When interviewers called a landline in the RBS study, they started the interview by asking to speak with the person named on the sample records. Less than a third of the time (31%), the person answering confirmed that the name on the sample record belonged to them.

On the surface, these results might seem to suggest that it was easier to reach the person on the sample record when calling cellphone numbers than landlines. But that is not an accurate conclusion, because the landline confirmation was a screening question at the very beginning of the interview and the cellphone confirmation occurred at the end, making the two rates not directly comparable. It is well documented that screening questions tend to lead to motivated underreporting, such as declining to confirm in order to avoid an interview.[16. Tourangeau, Roger, Frauke Kreuter and Stephanie Eckman. 2012. “Motivated Underreporting in Screening Interviews.” Public Opinion Quarterly, 76: 453-469.]
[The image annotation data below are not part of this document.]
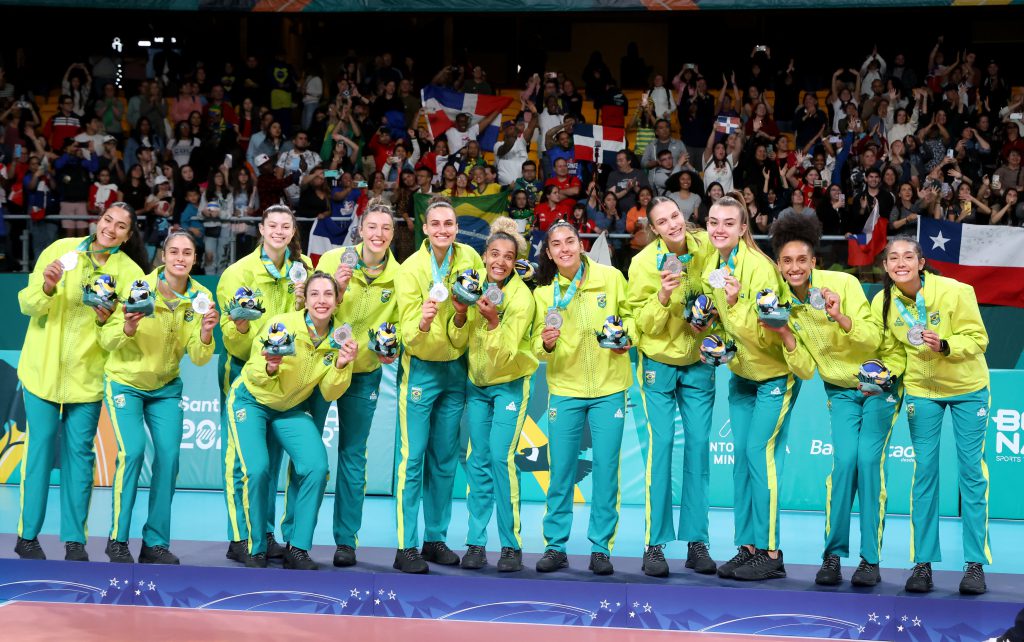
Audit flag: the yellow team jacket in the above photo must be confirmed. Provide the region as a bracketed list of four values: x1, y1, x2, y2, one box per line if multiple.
[460, 273, 538, 387]
[701, 240, 800, 381]
[17, 238, 143, 403]
[316, 243, 401, 373]
[99, 267, 214, 391]
[782, 269, 888, 388]
[532, 256, 636, 399]
[239, 310, 352, 411]
[627, 230, 718, 366]
[871, 274, 988, 399]
[217, 245, 313, 361]
[395, 241, 483, 361]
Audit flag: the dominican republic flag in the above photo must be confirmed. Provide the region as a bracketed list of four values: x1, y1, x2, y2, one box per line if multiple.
[572, 125, 626, 165]
[420, 85, 512, 152]
[715, 116, 743, 134]
[918, 218, 1024, 307]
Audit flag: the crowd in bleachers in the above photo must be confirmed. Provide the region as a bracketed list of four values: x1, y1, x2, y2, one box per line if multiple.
[0, 39, 1024, 273]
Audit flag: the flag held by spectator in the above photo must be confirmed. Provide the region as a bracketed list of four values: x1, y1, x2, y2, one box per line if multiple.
[918, 218, 1024, 307]
[715, 116, 742, 134]
[413, 189, 509, 254]
[572, 125, 626, 165]
[420, 85, 512, 149]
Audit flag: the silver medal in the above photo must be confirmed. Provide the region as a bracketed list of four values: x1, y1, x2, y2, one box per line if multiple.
[808, 288, 825, 310]
[906, 324, 925, 346]
[193, 292, 213, 315]
[341, 248, 359, 267]
[483, 284, 505, 305]
[430, 283, 447, 303]
[544, 309, 562, 330]
[60, 252, 78, 271]
[662, 254, 683, 274]
[288, 261, 308, 284]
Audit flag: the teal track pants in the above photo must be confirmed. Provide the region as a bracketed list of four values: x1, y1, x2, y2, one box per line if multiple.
[103, 379, 184, 547]
[824, 381, 903, 564]
[729, 374, 801, 551]
[637, 352, 715, 546]
[17, 389, 101, 544]
[395, 352, 467, 549]
[281, 368, 383, 548]
[544, 389, 627, 555]
[227, 381, 328, 555]
[220, 354, 284, 542]
[466, 377, 530, 550]
[906, 388, 992, 564]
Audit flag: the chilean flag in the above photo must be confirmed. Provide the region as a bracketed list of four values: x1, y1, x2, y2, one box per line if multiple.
[420, 85, 512, 152]
[572, 125, 626, 165]
[918, 218, 1024, 307]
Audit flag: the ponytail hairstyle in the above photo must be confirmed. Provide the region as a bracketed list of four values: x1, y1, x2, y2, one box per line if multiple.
[769, 214, 821, 256]
[260, 205, 302, 261]
[537, 220, 583, 286]
[882, 234, 927, 334]
[484, 216, 529, 258]
[106, 201, 152, 274]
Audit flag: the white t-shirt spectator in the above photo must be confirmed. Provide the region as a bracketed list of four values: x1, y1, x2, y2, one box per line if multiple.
[495, 134, 529, 185]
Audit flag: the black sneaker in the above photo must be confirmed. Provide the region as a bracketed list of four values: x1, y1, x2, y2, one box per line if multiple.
[246, 553, 266, 568]
[334, 544, 355, 567]
[14, 538, 46, 559]
[537, 549, 569, 573]
[266, 532, 285, 559]
[285, 544, 319, 570]
[224, 540, 249, 564]
[423, 542, 459, 566]
[686, 542, 716, 575]
[814, 555, 843, 587]
[903, 562, 934, 593]
[718, 546, 754, 579]
[961, 562, 988, 595]
[462, 545, 487, 570]
[640, 546, 669, 577]
[138, 544, 181, 565]
[588, 553, 615, 575]
[104, 540, 135, 564]
[850, 558, 882, 587]
[498, 546, 522, 573]
[732, 550, 785, 582]
[391, 546, 430, 573]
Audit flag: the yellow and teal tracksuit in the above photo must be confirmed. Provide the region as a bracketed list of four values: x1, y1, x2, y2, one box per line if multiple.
[532, 257, 636, 555]
[99, 267, 214, 547]
[217, 245, 312, 542]
[17, 237, 142, 544]
[395, 241, 483, 549]
[628, 231, 718, 546]
[281, 244, 401, 548]
[702, 241, 801, 550]
[783, 269, 903, 564]
[871, 274, 992, 564]
[227, 310, 352, 555]
[464, 272, 538, 550]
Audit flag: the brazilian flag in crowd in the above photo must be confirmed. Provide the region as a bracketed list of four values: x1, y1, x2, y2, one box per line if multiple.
[413, 189, 509, 254]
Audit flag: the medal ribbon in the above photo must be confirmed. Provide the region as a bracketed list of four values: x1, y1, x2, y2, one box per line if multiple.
[893, 276, 928, 330]
[552, 262, 583, 310]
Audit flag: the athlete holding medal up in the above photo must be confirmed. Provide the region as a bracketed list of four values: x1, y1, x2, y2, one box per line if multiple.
[871, 237, 992, 595]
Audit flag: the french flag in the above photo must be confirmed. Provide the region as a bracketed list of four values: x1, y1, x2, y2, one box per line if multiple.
[420, 85, 512, 152]
[918, 218, 1024, 307]
[572, 125, 626, 165]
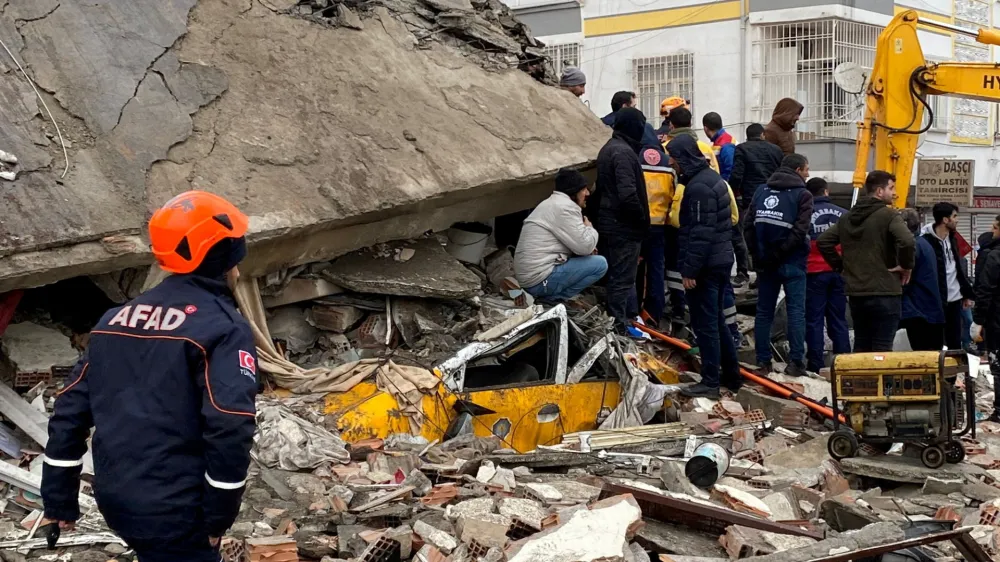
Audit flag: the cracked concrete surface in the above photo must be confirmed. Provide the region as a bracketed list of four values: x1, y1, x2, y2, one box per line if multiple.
[0, 0, 608, 291]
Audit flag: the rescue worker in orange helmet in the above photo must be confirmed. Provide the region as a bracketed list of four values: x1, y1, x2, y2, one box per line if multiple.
[42, 191, 257, 562]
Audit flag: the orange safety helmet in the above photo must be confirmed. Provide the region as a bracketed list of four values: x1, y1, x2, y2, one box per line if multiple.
[149, 191, 250, 274]
[660, 96, 690, 117]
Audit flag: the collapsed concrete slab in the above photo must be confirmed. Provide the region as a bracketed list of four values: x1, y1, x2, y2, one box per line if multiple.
[0, 0, 609, 291]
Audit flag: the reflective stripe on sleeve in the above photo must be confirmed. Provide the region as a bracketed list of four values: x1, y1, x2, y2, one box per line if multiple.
[42, 457, 83, 468]
[205, 472, 247, 490]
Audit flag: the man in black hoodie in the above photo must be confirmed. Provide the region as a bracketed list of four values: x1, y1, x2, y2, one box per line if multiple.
[744, 154, 813, 376]
[972, 216, 1000, 422]
[667, 135, 741, 398]
[729, 123, 784, 285]
[591, 107, 649, 334]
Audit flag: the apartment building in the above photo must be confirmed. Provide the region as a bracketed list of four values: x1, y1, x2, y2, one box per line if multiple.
[509, 0, 1000, 260]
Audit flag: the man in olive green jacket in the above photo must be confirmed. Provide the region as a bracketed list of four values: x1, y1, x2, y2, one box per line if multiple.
[816, 170, 916, 353]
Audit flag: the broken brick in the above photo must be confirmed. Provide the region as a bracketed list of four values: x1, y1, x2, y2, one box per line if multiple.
[246, 536, 299, 562]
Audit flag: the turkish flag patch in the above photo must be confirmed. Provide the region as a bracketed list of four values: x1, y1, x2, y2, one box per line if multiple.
[240, 349, 257, 375]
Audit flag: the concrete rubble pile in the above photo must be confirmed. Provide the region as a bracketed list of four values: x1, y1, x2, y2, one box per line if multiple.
[0, 231, 1000, 562]
[288, 0, 559, 81]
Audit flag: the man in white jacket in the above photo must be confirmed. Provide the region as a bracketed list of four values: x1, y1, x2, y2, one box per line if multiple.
[514, 169, 608, 302]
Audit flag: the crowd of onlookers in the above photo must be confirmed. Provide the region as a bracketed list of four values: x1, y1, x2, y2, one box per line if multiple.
[514, 69, 1000, 417]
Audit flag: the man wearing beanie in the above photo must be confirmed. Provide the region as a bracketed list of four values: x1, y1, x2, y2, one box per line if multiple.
[42, 191, 257, 562]
[514, 169, 608, 302]
[592, 107, 649, 335]
[559, 66, 587, 97]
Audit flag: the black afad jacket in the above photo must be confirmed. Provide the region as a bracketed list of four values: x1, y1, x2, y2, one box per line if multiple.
[42, 275, 257, 541]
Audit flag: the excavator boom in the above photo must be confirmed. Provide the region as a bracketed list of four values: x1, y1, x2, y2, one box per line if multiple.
[853, 10, 1000, 208]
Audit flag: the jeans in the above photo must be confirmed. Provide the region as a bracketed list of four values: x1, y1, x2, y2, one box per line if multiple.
[125, 533, 222, 562]
[525, 256, 608, 301]
[597, 233, 642, 330]
[806, 271, 851, 373]
[722, 279, 743, 349]
[754, 264, 806, 365]
[635, 225, 666, 327]
[733, 209, 750, 275]
[962, 307, 972, 349]
[899, 318, 944, 351]
[944, 300, 968, 349]
[663, 226, 686, 321]
[983, 328, 1000, 415]
[687, 268, 742, 388]
[850, 295, 903, 353]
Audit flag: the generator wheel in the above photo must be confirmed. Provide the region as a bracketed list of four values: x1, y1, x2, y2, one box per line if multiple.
[920, 445, 947, 468]
[826, 429, 858, 461]
[944, 439, 965, 464]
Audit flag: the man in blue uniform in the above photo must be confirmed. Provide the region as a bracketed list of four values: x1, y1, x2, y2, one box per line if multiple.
[744, 154, 813, 376]
[42, 191, 257, 562]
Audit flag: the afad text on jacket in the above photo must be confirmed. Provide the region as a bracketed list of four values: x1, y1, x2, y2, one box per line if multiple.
[42, 275, 257, 542]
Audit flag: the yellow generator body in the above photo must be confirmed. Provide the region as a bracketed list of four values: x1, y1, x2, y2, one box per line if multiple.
[828, 351, 975, 468]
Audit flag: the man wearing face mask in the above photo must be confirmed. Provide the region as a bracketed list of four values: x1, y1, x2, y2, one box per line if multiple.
[588, 107, 649, 335]
[42, 191, 257, 562]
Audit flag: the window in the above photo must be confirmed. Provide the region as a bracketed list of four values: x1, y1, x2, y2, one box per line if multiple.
[544, 43, 580, 79]
[632, 53, 694, 127]
[949, 0, 993, 144]
[751, 18, 882, 139]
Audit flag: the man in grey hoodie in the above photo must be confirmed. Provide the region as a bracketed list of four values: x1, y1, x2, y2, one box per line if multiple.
[514, 169, 608, 302]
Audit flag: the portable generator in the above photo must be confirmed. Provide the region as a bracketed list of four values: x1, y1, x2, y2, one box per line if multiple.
[827, 350, 976, 468]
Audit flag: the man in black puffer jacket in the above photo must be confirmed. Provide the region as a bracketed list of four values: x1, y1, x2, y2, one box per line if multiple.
[588, 107, 649, 334]
[667, 135, 740, 398]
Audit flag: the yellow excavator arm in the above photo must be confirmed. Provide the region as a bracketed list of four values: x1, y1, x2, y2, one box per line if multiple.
[853, 10, 1000, 208]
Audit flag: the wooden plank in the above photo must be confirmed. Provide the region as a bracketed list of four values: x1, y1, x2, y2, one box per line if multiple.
[0, 462, 97, 512]
[351, 486, 416, 513]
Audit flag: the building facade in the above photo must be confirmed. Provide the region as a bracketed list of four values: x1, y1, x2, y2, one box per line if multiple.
[510, 0, 1000, 266]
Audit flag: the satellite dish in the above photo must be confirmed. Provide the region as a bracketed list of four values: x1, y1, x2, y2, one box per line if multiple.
[833, 62, 868, 94]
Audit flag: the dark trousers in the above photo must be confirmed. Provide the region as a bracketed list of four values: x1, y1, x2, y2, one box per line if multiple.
[597, 232, 642, 330]
[733, 208, 750, 275]
[983, 330, 1000, 415]
[850, 296, 903, 353]
[944, 300, 963, 349]
[635, 225, 666, 328]
[899, 318, 944, 351]
[754, 264, 806, 366]
[124, 536, 222, 562]
[806, 271, 851, 373]
[663, 226, 686, 321]
[687, 268, 741, 388]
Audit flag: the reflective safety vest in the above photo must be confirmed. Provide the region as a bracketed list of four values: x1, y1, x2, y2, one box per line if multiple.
[642, 164, 677, 226]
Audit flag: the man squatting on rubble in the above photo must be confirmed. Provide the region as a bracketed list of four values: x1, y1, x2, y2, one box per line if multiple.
[970, 215, 1000, 422]
[667, 135, 742, 398]
[41, 191, 257, 562]
[816, 170, 915, 353]
[514, 169, 608, 302]
[806, 178, 851, 373]
[744, 154, 813, 376]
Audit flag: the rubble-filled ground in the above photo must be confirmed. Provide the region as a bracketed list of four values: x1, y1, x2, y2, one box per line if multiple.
[0, 230, 1000, 562]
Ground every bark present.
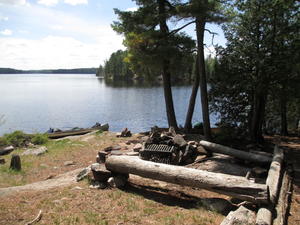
[273,167,292,225]
[196,13,212,141]
[256,145,283,225]
[184,55,200,133]
[105,156,268,204]
[250,93,267,143]
[157,0,178,130]
[199,141,272,164]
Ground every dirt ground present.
[0,132,300,225]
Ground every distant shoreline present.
[0,68,98,74]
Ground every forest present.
[0,68,98,74]
[97,0,300,143]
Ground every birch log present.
[200,141,272,164]
[105,156,268,204]
[256,145,283,225]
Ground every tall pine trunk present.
[157,0,178,130]
[184,55,200,132]
[196,15,212,141]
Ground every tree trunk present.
[196,13,212,141]
[105,156,268,204]
[199,141,272,164]
[157,0,178,130]
[273,166,292,225]
[250,93,268,144]
[184,55,200,132]
[256,145,283,225]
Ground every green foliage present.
[0,115,5,127]
[31,133,49,145]
[210,0,300,141]
[104,50,133,79]
[0,130,49,147]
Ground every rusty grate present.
[144,144,174,153]
[141,144,174,164]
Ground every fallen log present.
[273,167,292,225]
[255,145,283,225]
[105,156,268,204]
[199,141,272,164]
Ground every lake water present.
[0,74,216,136]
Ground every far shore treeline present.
[0,68,97,74]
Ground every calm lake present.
[0,74,217,136]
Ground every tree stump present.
[9,154,21,170]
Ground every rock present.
[98,151,108,163]
[113,175,127,188]
[120,127,132,137]
[9,154,21,170]
[246,143,263,151]
[194,146,208,155]
[173,134,187,148]
[21,146,48,156]
[107,175,127,188]
[133,143,143,152]
[201,198,232,215]
[90,181,107,189]
[103,146,114,152]
[107,177,116,187]
[169,126,176,137]
[251,167,268,178]
[76,166,91,181]
[126,152,139,156]
[88,164,113,182]
[110,150,123,155]
[221,206,256,225]
[0,146,15,155]
[90,163,103,171]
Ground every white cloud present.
[51,25,63,30]
[0,35,124,70]
[37,0,58,6]
[64,0,88,6]
[0,0,30,6]
[0,29,12,35]
[125,7,138,12]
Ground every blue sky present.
[0,0,225,70]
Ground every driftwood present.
[273,167,292,225]
[105,156,268,204]
[200,141,272,164]
[256,145,283,225]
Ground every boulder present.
[88,164,113,182]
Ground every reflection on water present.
[0,74,216,136]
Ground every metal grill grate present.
[144,144,174,153]
[141,144,174,164]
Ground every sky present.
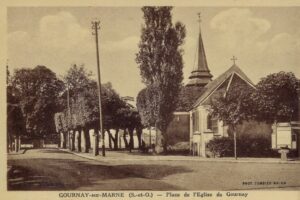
[7,7,300,97]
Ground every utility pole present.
[92,21,105,156]
[66,80,73,150]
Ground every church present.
[167,14,255,157]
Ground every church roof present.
[187,14,212,87]
[193,64,255,108]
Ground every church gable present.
[193,65,254,107]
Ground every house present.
[272,89,300,157]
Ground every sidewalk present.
[60,149,300,164]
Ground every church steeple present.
[187,13,212,87]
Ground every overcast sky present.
[7,7,300,97]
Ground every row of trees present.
[7,65,142,150]
[55,65,142,152]
[136,7,185,152]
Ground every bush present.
[207,137,233,157]
[207,135,278,157]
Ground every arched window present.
[207,114,219,134]
[207,114,212,130]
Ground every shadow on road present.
[8,155,191,190]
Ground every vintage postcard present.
[0,1,300,199]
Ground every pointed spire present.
[187,13,212,87]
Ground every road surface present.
[8,149,300,191]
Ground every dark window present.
[207,114,219,134]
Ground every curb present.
[59,149,300,164]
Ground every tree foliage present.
[252,72,300,123]
[136,7,185,150]
[12,66,63,137]
[211,83,255,128]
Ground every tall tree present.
[136,7,185,151]
[12,66,63,141]
[252,72,300,123]
[211,83,254,159]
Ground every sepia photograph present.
[3,5,300,195]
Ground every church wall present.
[166,112,190,145]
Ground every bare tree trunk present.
[136,127,143,149]
[123,129,129,149]
[114,128,119,150]
[77,128,82,152]
[107,129,113,149]
[71,130,75,151]
[93,129,99,156]
[83,128,91,153]
[128,128,134,152]
[233,128,237,160]
[15,135,20,152]
[62,132,67,149]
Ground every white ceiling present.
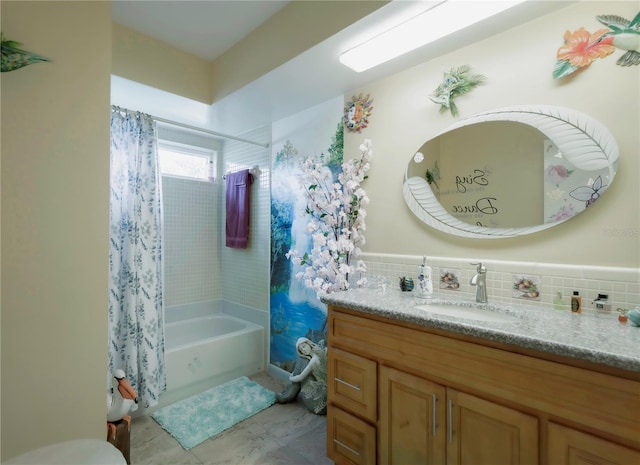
[112,0,573,134]
[111,0,289,60]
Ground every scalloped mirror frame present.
[402,105,619,239]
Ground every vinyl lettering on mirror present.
[403,106,618,238]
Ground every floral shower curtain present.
[108,107,166,407]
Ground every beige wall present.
[112,0,388,104]
[345,1,640,267]
[111,23,212,104]
[213,0,388,102]
[1,0,111,460]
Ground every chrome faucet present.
[469,263,487,304]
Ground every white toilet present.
[2,439,127,465]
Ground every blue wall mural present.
[270,97,344,371]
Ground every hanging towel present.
[225,170,253,249]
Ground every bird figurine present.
[107,369,138,422]
[0,34,50,73]
[596,12,640,66]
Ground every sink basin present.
[416,304,518,323]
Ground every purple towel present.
[226,170,253,249]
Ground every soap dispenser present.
[553,291,564,310]
[418,257,433,299]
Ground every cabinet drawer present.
[327,348,378,423]
[547,422,640,465]
[327,405,376,465]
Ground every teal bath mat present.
[151,376,276,450]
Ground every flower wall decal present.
[0,34,49,73]
[429,65,487,116]
[343,94,373,134]
[553,27,615,79]
[596,12,640,66]
[553,12,640,79]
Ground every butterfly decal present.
[569,176,608,208]
[425,160,440,189]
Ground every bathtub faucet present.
[469,263,487,304]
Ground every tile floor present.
[131,373,333,465]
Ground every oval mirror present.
[403,106,618,239]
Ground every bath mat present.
[151,376,276,450]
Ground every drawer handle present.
[431,394,438,438]
[449,399,453,444]
[333,378,360,391]
[333,439,360,456]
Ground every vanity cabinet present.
[327,306,640,465]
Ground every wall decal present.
[344,94,373,133]
[553,27,615,79]
[269,96,344,366]
[429,65,487,116]
[553,12,640,79]
[511,274,540,300]
[0,34,50,73]
[596,12,640,66]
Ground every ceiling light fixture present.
[340,0,525,72]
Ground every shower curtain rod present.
[151,115,269,148]
[112,105,269,148]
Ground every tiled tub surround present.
[323,288,640,372]
[361,253,640,316]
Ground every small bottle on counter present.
[571,291,582,313]
[418,257,433,299]
[553,291,564,310]
[618,308,629,324]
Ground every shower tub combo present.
[159,300,265,406]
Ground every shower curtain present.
[107,107,166,408]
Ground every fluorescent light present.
[340,0,524,72]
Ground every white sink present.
[416,304,518,323]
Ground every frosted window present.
[158,142,216,181]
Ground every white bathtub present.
[160,312,265,405]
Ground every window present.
[158,141,216,181]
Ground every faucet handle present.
[469,262,487,273]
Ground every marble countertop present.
[322,289,640,372]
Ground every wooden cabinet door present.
[327,348,378,423]
[378,367,448,465]
[547,423,640,465]
[327,405,376,465]
[447,389,538,465]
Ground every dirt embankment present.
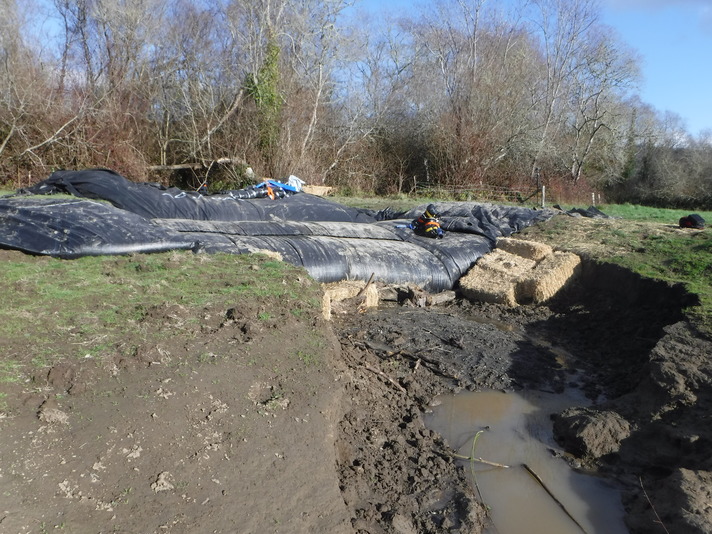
[0,250,712,534]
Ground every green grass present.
[523,204,712,330]
[599,204,712,224]
[342,196,712,331]
[0,251,320,384]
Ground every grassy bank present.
[0,251,321,390]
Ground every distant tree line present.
[0,0,712,208]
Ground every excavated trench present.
[336,260,712,533]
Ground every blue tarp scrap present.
[0,169,554,291]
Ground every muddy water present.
[426,392,628,534]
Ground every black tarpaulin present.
[0,169,553,291]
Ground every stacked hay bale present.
[321,280,379,321]
[460,238,581,306]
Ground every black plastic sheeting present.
[0,169,555,292]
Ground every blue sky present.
[360,0,712,136]
[603,0,712,135]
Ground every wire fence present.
[416,184,604,207]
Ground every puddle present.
[425,392,628,534]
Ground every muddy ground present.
[0,241,712,534]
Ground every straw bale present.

Moreover, the cellphone rate is restricted to just the 916 cooperative people who completed the entire interview. The landline rate, by contrast, is based on a much larger pool of 3,292 people comprised mostly of people who simply gave some indication that the interviewer had reached the wrong number and were not interviewed. In other words, the denominator of the landline rate seems to contain cases that may have been eligible but were refusing the interview request. After consulting with the survey vendor, we determined that this was the cleanest way to compute the confirmation rate among the landline cases. In addition, the landline confirmation rate in this study may be lower than normal due to an oversight made by the sample vendor, in which the sample they initially provided did not include the most recent phone numbers available to them. The affected cases were updated during the field period, but this may have reduced the possibility of reaching the person on the sample record early in the field period.

While the exact name confirmation rates in this study may not generalize very well for a number of reasons, they do underscore the general difficulty in trying to interview the person corresponding to the sample record in an RBS survey.

CORRECTION (April 2021): A previous version of this report incorrectly stated the mean absolute difference between the RDD sample estimates and government benchmarks. None of the study’s findings or conclusions are affected.